Vinod Kumar Vavilapalli resolved MAPREDUCE-5903.
    Resolution: Invalid

My comment [above|https://issues.apache.org/jira/browse/MAPREDUCE-5903?focusedCommentId=14152049&page=com.atlassian.jira.plugin.system.issuetabpanels:comment-tabpanel#comment-14152049]
still holds. This is not supported today.

If you don't want to create user-accounts, then you can do the following
 - Find a local unix user to map all kerberos/LDAP authenticated users to
 - Set yarn.nodemanager.linux-container-executor.nonsecure-mode.limit-users to true
 - Set yarn.nodemanager.linux-container-executor.nonsecure-mode.local-user configuration to
the local unix user.

For e.g., the default for this is nobody, which means all jobs will run as the nobody unix
user. Clearly this will have other security concerns as all jobs run as the same user.
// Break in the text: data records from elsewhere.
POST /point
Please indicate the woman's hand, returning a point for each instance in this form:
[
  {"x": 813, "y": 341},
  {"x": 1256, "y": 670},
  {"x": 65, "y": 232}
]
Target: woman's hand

Closing this as invalid for now.

> If Kerberos Authentication is enabled, MapReduce job is failing on reducer phase
> --------------------------------------------------------------------------------
>                 Key: MAPREDUCE-5903
>                 URL: https://issues.apache.org/jira/browse/MAPREDUCE-5903
>             Project: Hadoop Map/Reduce
>          Issue Type: Bug
>    Affects Versions: 2.4.0
>         Environment: hadoop:
>            Reporter: Victor Kim
>            Priority: Critical
>              Labels: shuffle
> I have 3-node cluster configuration: 1 ResourceManager and 3 NodeManagers, Kerberos is
enabled, have hdfs, yarn, mapred principals\keytabs. ResourceManager and NodeManager are ran
under yarn user, using yarn Kerberos principal. 
> Use case 1: WordCount, submit job using yarn UGI (i.e. superuser, the one having Kerberos
principal on all boxes). Result: job successfully completed.
> Use case 2: WordCount, submit job using LDAP user impersonation via yarn UGI. Result:
Map tasks are completed SUCCESSfully, Reduce task fails with ShuffleError Caused by: java.io.IOException:
Exceeded MAX_FAILED_UNIQUE_FETCHES (see the stack trace below).
> The use case with user impersonation used to work on earlier versions, without YARN (with
> I found similar issue with Kerberos AUTH involved here: https://groups.google.com/forum/#!topic/nosql-databases/tGDqs75ACqQ
> And here https://issues.apache.org/jira/browse/MAPREDUCE-4030 it's marked as resolved,
which is not the case when Kerberos Authentication is enabled.
> The exception trace from YarnChild JVM:
> 2014-05-21 12:49:35,687 FATAL [fetcher#3] org.apache.hadoop.mapreduce.task.reduce.ShuffleSchedulerImpl:
Shuffle failed with too many fetch failures and insufficient progress!
> 2014-05-21 12:49:35,688 WARN [main] org.apache.hadoop.mapred.YarnChild: Exception running
child : org.apache.hadoop.mapreduce.task.reduce.Shuffle$ShuffleError: error in shuffle in
>         at org.apache.hadoop.mapreduce.task.reduce.Shuffle.run(Shuffle.java:134)
>         at org.apache.hadoop.mapred.ReduceTask.run(ReduceTask.java:376)
>         at org.apache.hadoop.mapred.YarnChild$2.run(YarnChild.java:167)
>         at java.security.AccessController.doPrivileged(Native Method)
>         at javax.security.auth.Subject.doAs(Subject.java:416)
>         at org.apache.hadoop.security.UserGroupInformation.doAs(UserGroupInformation.java:1557)
>         at org.apache.hadoop.mapred.YarnChild.main(YarnChild.java:162)
> Caused by: java.io.IOException: Exceeded MAX_FAILED_UNIQUE_FETCHES; bailing-out.
>         at org.apache.hadoop.mapreduce.task.reduce.ShuffleSchedulerImpl.checkReducerHealth(ShuffleSchedulerImpl.java:323)
>         at org.apache.hadoop.mapreduce.task.reduce.ShuffleSchedulerImpl.copyFailed(ShuffleSchedulerImpl.java:245)
>         at org.apache.hadoop.mapreduce.task.reduce.Fetcher.copyFromHost(Fetcher.java:347)
>         at org.apache.hadoop.mapreduce.task.reduce.Fetcher.run(Fetcher.java:165)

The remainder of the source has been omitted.